Friday, November 12, 2010

Top Ten Fridays: Dumbest TC Construction Projects

Here's what you need to know about traffic in the Twin Cities. Our highway system was devised in the 1960s by engineers who were under the impression that a zombie massacre would plague our state, thereby reducing our population by 80% over the following fifty years.

Alas, the engineers of yesteryear grossly overestimated the zombie threat. MNDOT is left to clean up the mess, and they actually do a pretty good job, when given the chance.

Alas, politicians are involved. Between local initiatives, suburban placates, and federal pork projects, the Twin Cities roads have been turned into a Legoland of civic irresponsibility. My greatest hits of the last 10 years are as follows.

10. 35/62/Portland

See, if you live in Richfield, construction never ends. Between 35W, 62, 494, and just about every major artery route from Minneapolis, there's always something going on. The good people on the east side of the city (aka the wrong side of the tracks) have also had to deal with hostile takeovers my the MAC and the Best Buy Corporation.

Now, their access to Highway 62 has been cut off by the monumental 35/62 de-tangling scenario. This could easily be remedied by creating two-way access to 62 from Bloomington Avenue, but the effected region is home to largely blue collar residents. Expect another unnecessary rehab of Lake and Lyndale (see below) before that happens.

9. 494 and 169

Removing stoplights along 169 should have happened in, oh, 1977. Those poor geeks going to the Renaissance Festival wait for hours on this antiquated roadway. In particular, the 494/169 interchange has become the poster child for unanticipated exurban sprawl. Finally, however, we found the budget and political will to solve the problem. So why isn't 169 a crater right now?
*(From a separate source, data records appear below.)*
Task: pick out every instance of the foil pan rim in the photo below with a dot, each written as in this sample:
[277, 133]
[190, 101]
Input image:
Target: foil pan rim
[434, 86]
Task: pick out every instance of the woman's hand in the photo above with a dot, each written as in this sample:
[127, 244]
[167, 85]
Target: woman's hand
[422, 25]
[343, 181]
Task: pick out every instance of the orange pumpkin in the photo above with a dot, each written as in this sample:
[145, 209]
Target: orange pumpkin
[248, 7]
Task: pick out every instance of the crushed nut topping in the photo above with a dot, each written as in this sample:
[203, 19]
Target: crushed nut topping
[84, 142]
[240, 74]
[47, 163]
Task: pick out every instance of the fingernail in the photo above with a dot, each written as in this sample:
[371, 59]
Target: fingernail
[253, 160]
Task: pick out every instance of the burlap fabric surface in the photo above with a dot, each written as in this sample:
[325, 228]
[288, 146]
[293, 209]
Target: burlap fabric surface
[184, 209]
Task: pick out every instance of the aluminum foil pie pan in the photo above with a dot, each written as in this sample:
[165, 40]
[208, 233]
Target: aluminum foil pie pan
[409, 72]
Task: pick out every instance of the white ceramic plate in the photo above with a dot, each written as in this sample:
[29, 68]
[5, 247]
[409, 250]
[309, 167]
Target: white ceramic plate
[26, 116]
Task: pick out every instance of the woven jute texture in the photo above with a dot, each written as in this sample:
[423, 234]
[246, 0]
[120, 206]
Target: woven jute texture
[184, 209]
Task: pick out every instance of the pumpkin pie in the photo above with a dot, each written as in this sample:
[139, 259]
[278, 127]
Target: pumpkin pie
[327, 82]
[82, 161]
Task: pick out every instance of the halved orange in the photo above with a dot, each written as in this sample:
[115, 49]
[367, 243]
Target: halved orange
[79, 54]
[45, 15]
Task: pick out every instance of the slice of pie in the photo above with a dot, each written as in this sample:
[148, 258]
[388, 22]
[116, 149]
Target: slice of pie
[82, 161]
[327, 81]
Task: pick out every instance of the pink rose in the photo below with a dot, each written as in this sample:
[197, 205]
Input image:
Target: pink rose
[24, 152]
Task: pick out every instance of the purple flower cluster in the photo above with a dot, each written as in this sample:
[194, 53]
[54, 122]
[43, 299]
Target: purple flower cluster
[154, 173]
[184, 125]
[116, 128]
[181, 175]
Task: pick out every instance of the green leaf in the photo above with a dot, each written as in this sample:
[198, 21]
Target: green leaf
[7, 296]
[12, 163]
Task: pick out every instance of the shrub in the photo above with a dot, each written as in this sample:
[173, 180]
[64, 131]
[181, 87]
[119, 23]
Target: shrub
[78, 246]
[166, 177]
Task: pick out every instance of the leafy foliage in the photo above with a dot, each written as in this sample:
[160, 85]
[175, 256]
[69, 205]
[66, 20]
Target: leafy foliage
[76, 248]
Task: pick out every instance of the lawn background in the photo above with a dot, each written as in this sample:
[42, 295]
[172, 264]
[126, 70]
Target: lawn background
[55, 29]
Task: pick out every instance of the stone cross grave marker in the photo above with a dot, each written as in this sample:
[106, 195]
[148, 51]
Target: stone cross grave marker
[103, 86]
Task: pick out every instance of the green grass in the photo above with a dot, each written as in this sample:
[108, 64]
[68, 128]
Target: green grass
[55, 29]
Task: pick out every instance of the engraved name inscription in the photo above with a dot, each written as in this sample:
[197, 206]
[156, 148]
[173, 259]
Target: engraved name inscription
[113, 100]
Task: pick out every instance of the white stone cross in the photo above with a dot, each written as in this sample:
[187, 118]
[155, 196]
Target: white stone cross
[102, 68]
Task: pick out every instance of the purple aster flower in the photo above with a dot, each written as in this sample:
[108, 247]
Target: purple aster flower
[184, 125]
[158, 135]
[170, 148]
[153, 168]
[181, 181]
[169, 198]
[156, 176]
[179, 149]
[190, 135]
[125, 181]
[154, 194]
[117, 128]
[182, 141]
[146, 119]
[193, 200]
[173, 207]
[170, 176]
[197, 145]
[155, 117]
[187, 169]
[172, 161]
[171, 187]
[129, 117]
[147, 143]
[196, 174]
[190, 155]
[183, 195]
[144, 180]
Blame it on an old folks home, er, residential care facility. Apparently, the largely immobile benefit greatly from frontage road access that would be eliminated under the proposed project.

It's impossible to imagine how a non-driving citizenry would be disenfranchised by road construction, but it is easy to see why an adult care facility wouldn't want to be situated right off of a major interstate. Americans are averse to the idea of dumping granny on the side of a highway, but don't want to have to drive far for the monthly visit. The frontage road is the best of both worlds. Let's keep everything as is.

8. The Camden bridge.

I94 was closed for miles because of this thing. I can't even tell what got built. There is no new way to cross 94, not that there was any urgent need at this locale. Was it for trains?

7. The Lowry Bridge closing.

After the bridge collapse, the onus was on MNDOT to close down at least one bridge. Might as well pick one offering access to a poor neighborhood with no political clout, right?

6. North Star Rail

I will give $5 to anyone who can prove this even exists. I've never seen it. According to the website, it goes to Big Lake. That's a made up name for a town if ever there was one.

Also, according to the website, phase two of the project has been put on hold. There is a phase two? The citizens of Pine Forest Rabbit Creek will be thrilled.

5. The 494 expansion

Seriously? Now? Like, building that huge retaining wall couldn't wait, say, two years? Come on.

4. 694/Snelling

Bottlenecks are the enemy of any competent civil engineer. The 694/10/Snelling morass is certainly a bottleneck. Instead of fixing it, we invested hundreds of millions of dollars to forge a clearer path to 35W North. The 38 people who commute to Duluth on a daily basis don't know what to do with the extra 45 seconds that freed up.

3. Light Rail

Let me get this straight. We spent a billion dollars connecting a mall to a stadium, utilizing an outmoded medium that is now even losing favor with the pathological greenos who championed its installation in the first place. Now, we are spending two billion dollars to extricate our sports teams from said stadium? This is why I vote Republican, people.

2. The bike bridge to nowhere.

You cannot persuade me that there was not an easier way to get bike traffic across 55 (the existing stoplight, for example). Combined with the light rail intersection, that thing is a double rainbow of waste. Finally, though, bikers have full access to two of our regions most important industrial parks.

1. Lyndale and Lake

By and large, the effort to expand Lake Street West of Lyndale was a modest success. Previously unsafe and/or unnavigable stretches in the Phillips neighborhood now easily accommodate parked automobiles and buses without gridlock.

But when one major street expansions meets another, incompetent things happen. What essentially amounted to a repaving project took more than two years to complete for some reason, destroying local businesses and bringing traffic within a one mile radius to a dead stop. And to what end? The ponderous traffic swells remain, and no new parking was created in an area that desperately needs it.